For that, hot-press paper is great: it’s rather inexpensive compared to rough and cold-press paper, comes in a higher quantity, and can withstand the might of acrylic paint without warping as it dries.
Stick to basic canvas panel-sized pieces of paper, around 10 x 13, if you’re going to stay in the forty pound range.
If you’re ambitious enough to try this out on a big piece of paper, look for an eighty pound rating and pieces of paper that are around 30 x 40. Don’t overload your paintings.
What Kind of Paper is Best for Watercolor Paints?
Watercolors are tricky, because there’s (as you might imagine) a great deal of moisture locked inside.
The problem with canvases is that they need to be treated with gesso or turpentine to repel the moisture and the damaging effects of rot and molding.
That doesn’t really make them great for watercolors.
Instead, it’s a smart move to opt for high weight art paper.
You can find a stack of sixty-two pieces of paper with a one-hundred and forty pound weight rating for around twenty dollars or so.
For this, you’ll find a lot of cold-press paper and rough paper.
These types have enough rigidness to them to hold onto the watercolor paint without letting it pool up, sweat, or bead off and roll down the paper.
One-hundred and forty pound weight rating paper is great for watercolor paints, but it’s also excellent for oil paints as well.
These are some of the most versatile pieces of art paper around, as they usually come acid-free and aren’t treated harshly.
Paper like this will allow the paint to lightly absorb into it with no negative effects: the paper is treated (whether with or without acid) to prevent rotting or mold from spawning.
Instead, there are instant drying agents in the paper that take in the pigment of the paint, but nullify the wetness, effectively trapping the color on contact.
You’ll find that it’s a lot harder to erase mistakes on paper like this.
What do Paper Weight Ratings Mean?
A paper’s weight rating is how heavy that paper is in a stack of five-hundred sheets.

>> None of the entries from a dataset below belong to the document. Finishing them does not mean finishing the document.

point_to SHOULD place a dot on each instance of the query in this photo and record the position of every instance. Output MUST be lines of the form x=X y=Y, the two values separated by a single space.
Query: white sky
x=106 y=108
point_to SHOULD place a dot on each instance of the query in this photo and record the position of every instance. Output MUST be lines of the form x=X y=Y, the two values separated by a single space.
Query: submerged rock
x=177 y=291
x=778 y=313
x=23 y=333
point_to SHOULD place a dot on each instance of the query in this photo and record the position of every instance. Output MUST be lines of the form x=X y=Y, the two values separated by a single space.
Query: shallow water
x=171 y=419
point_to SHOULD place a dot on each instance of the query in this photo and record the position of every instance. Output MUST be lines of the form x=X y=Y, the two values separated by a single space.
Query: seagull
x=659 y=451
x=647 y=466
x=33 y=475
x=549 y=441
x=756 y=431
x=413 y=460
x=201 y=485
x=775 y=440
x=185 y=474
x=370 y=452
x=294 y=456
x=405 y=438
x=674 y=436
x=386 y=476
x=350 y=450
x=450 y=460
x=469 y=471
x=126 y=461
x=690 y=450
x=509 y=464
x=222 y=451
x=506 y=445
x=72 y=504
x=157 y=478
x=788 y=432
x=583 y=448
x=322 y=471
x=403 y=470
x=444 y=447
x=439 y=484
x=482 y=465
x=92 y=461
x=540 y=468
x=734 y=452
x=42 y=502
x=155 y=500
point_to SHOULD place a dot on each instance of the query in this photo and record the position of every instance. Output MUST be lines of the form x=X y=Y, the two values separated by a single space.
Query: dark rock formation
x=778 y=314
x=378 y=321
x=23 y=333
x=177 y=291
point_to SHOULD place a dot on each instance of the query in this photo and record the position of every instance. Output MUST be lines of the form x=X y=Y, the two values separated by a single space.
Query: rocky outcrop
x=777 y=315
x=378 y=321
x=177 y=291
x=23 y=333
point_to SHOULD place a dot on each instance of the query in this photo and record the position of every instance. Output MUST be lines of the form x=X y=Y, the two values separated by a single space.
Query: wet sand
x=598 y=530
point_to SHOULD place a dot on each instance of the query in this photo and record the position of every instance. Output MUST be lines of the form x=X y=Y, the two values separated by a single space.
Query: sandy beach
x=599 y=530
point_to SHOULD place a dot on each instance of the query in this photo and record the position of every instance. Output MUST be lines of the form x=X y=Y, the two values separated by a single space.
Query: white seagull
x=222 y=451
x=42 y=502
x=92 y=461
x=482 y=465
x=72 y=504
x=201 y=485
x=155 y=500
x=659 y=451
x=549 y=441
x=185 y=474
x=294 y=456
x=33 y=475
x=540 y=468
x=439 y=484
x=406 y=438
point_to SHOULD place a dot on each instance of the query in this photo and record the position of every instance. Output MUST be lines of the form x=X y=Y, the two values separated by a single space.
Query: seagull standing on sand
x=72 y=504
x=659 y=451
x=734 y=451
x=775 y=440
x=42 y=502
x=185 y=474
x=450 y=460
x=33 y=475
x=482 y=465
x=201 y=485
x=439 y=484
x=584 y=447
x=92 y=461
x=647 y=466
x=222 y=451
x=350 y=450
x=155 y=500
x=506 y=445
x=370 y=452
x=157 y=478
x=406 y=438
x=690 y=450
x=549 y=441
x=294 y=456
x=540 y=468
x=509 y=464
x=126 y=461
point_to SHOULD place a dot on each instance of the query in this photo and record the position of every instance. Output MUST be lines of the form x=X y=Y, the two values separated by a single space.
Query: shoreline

This is sort of an arbitrary thing to do for some art paper, but it’s the way that manufacturers and distributors weigh paper, which tells you how much each individual sheet can withstand.
If a five-hundred stack of paper weighs twenty pounds, it’s considered medium-grade office paper.
Laser photo copies, printing, that sort of thing, but the higher the weight rating, the more durable the paper will be.
That’s why you’ll see rough and cold-press paper with high weight ratings: something has to hold onto all of the weight from that oil and acrylic paint.
Since basic office paper is somewhere between sixteen and twenty-four pounds, it’s not very good. Instead, you want to find paper with an eighty pound weight minimum.
The larger the piece of paper, the more of a paper weight rating you need to prevent drooping, or paint from pooling in certain areas of your painting.
It’s possible to find rough and cold-press paper with a three-hundred pound weight rating, though that’s going to cost you a pretty penny.
It’s going to feel like a canvas without a wooden frame at that rate, and will no doubt withstand an exceptionally high amount of weight.
What’s Right for You?
Depending on your style, preferred paint type, and what you’re planning to do, the right paper could be the difference between a masterpiece and a train wreck.
We both know that you have talent with a paintbrush, it’s just a matter of finding the right surface to stick those brush strokes to.